The .ini file vs options dilemma

Discussion of chess software programming and technical issues.

Moderator: Ras

Daniel Shawul
Posts: 4186
Joined: Tue Mar 14, 2006 11:34 am
Location: Ethiopia

The .ini file vs options dilemma

Post by Daniel Shawul »

Currently Scorpio uses three forms of input to get settings and commands. I am in dilemma of which to have.

a) INI file for settings executed at start up
b) Command line mainly for commands (go/quit) but also settings
c) Options feature of winboard/uci protocol (local for an engine or common for all)

Now that I wanted to remove the ini file and put all things in options, I am having some difficulties.

a) First the options feature works only in GUI mode that is able to save settings and send the saved ones
to the engine at start up. So for execution on the command line, one needs local ini file. This is especially
important for EGBBs, Hashtable, book or other things that are done at start-up. If used in GUI mode as options,
these features must be re-loadable. EGBBs for example leak cache memory when they are detached because I lacked
the bullet-proof type of programming skills at the time I wrote it. Anyway this will be fixed but the question
is if such features should be added as an option.

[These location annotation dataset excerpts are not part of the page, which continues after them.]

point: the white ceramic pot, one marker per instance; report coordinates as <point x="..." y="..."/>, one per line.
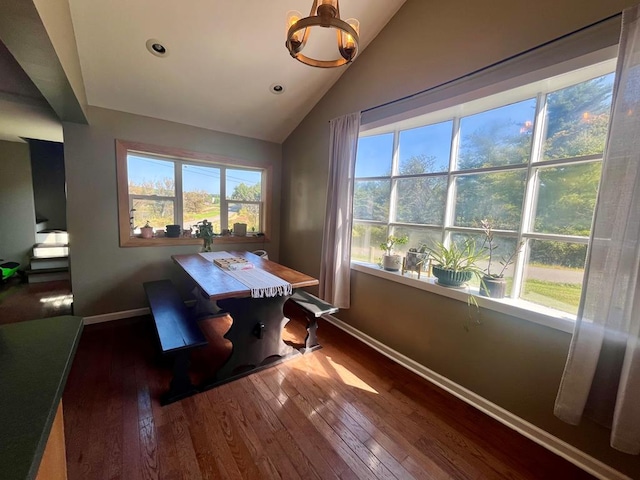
<point x="393" y="263"/>
<point x="146" y="232"/>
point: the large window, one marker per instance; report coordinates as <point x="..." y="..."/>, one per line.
<point x="160" y="187"/>
<point x="531" y="166"/>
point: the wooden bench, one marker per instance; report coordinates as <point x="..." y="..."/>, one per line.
<point x="178" y="333"/>
<point x="313" y="308"/>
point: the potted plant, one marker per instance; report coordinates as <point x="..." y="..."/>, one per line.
<point x="455" y="265"/>
<point x="494" y="284"/>
<point x="147" y="230"/>
<point x="205" y="231"/>
<point x="391" y="261"/>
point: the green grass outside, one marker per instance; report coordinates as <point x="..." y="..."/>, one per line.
<point x="211" y="214"/>
<point x="561" y="296"/>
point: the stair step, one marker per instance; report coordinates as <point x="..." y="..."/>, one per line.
<point x="48" y="275"/>
<point x="52" y="236"/>
<point x="42" y="263"/>
<point x="50" y="250"/>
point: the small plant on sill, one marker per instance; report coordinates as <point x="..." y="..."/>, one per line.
<point x="205" y="231"/>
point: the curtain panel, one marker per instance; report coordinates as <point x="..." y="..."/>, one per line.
<point x="602" y="374"/>
<point x="335" y="268"/>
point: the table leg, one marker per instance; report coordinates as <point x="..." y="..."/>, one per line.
<point x="256" y="333"/>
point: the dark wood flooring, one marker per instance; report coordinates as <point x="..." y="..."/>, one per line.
<point x="344" y="411"/>
<point x="21" y="301"/>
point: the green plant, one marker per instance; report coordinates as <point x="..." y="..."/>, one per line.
<point x="458" y="258"/>
<point x="387" y="246"/>
<point x="489" y="244"/>
<point x="205" y="231"/>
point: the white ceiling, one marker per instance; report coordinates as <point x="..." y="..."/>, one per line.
<point x="223" y="56"/>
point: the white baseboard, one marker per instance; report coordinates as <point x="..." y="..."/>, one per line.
<point x="109" y="317"/>
<point x="579" y="458"/>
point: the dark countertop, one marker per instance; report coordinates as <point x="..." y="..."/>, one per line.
<point x="35" y="359"/>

b) Having a feature in both Ini file and Options means it will be called twice. If I remove the Ini file Scorpio
will be unusable from the command line. I don't want that because Scorpio needs to be started with proper defaults
from the ini instead of passing all the parameters from the command line.

c) The command line is basically for commands but it can be used to set options. The ini file is parsed first and we
wait until EGBBs are loaded for example. This could take for example 100 secs to load all 5 men in RAM, so it is important
that it is fully loaded before we search/analyze positions from a go command in the command line.

With MPI the command line is passed to the main process (rank=0) only so whatever is passed on the command line is parsed by
that processor alone. For example, I used this trick to turn logging on only for the main processor while turning it on
for the other processors via ini file.

d) Common engine setting may sometimes be too general. The 'memory' command of Winboard, for example, is not enough to
make divisions into main hash table, eval cache, pawn cache, egbb cache etc... Also One may want to set different settings
for each engine, such multiple threads for the weeker engine instead of relying on 'cores'.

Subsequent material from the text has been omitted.